ŞU ANDA EVLİLİĞİME BAKIYORUM

Evlilik konusunda temkinli konuşan ve evliliğe uzaktan baktığını söyleyen Fıstıkoğlu şunları söyledi: Ben açıkçası sadece aşık olduğum zaman çocuğum olsun istiyorum. Onun dışında biyolojik saatim çocuk demiyor. Hakikaten herşeyin hayırlısı.

- Hayalindeki eş nasıl bir adam?

- Güncellenmiş kriterlerimi söylüyorum. En önemli şey merhametli ve inançlı olması. Bunu dindarlık olarak anlamayın, iyi, dürüst ve vicdan sahibi olması lazım. Farzı yerine getiriyordur belki ama içi kötüdür. O sebeple ilk kriterim önce vicdan sahibi ve iyiliğe inanan birisi olması. Akıllı ve çalışkan olmalı, çünkü ben çalışkan bir insanım ve tembel bir insana saygı duyamam.

- Evlensen ve eşin sana “çalışmayacaksın” dese ne yaparsın?

- (Uzun uzun, düşünüyor.) Yapamam. Aşkımdan ölürüm ama yine çalışırım. Ki beni biliyorsun gerçekten ölürüm. Çünkü işime de aşığım ve işime daha uzun süredir aşığım. 

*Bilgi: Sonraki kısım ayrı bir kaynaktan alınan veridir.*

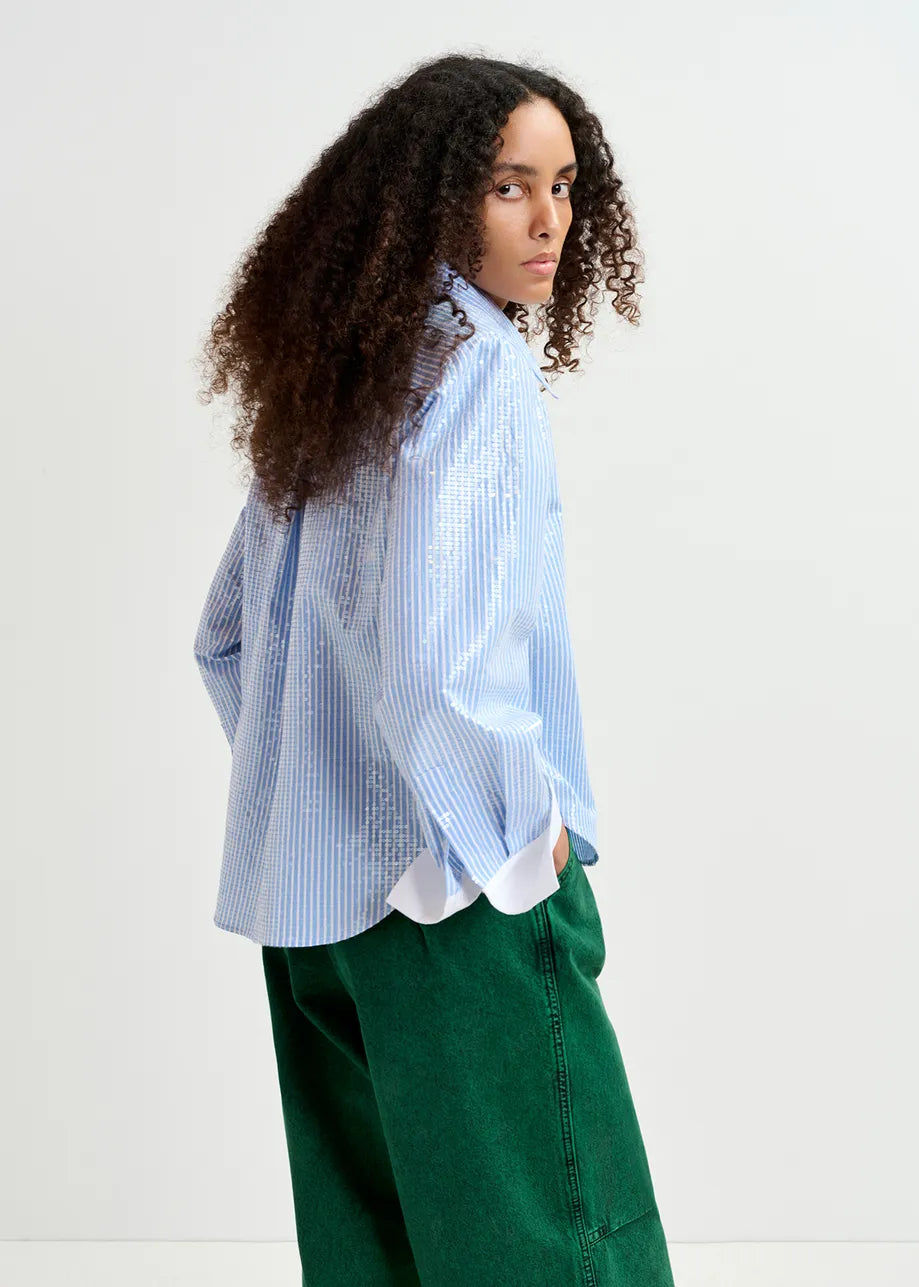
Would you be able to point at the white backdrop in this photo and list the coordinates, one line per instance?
(739, 478)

“Enteresan bir sessizlik var Urfa'da. Kalbinin sesini duyabiliyorsun. İyi geldi bana, kendimi dinledim.
Huşu var. Urfa deyince sayende yediğim acı biberler gelecek hep aklıma, bir de künefe...”

SİMGE'NİN “EN”LERİ
En sevdiği tatlı: “Baklava”
En sevdiği türkü: “Mihriban”
En sevdiği yemek: “Etli yaprak dolma”
En sevdiği hayvan: “At”
En sevdiği şehir (İstanbul hariç): “Paris”
Türkiye hariç en sevdiği ülke:  “Güney Afrika”
En sevdiği sporcu: “Micheal Jordan ve Metin Oktay”
En son izlediği film: “Scarface, tekrar tekrar izlediğim için”
En sevdiği yabancı aktris: “Cate Blanchett, Natalie Portman, Monica Bellucci”
En sevdiği yabancı aktör: “Al Pacino”
Türkiye hariç en sevdiği politikacı:
“Hiçbiri, politikacıları beğenmiyorum.” 

 

Ümit Özat'a gönderme: Çok Büyük laf etmemek lazım
Ümit Özat size, “kadınlar futboldan anlamaz” mesajı vermişti ve şimdi teknik kadrosuna Duygu Erdoğan'ı aldı. İlahi adalet mi? şeklindeki soruma Simge Fıstıkoğlu şu cevabı verdi:
- Çok iddialı çok büyük laflar etmemek lazım işte. Gün gelir böyle geri adım atmak zorunda kalırsınız.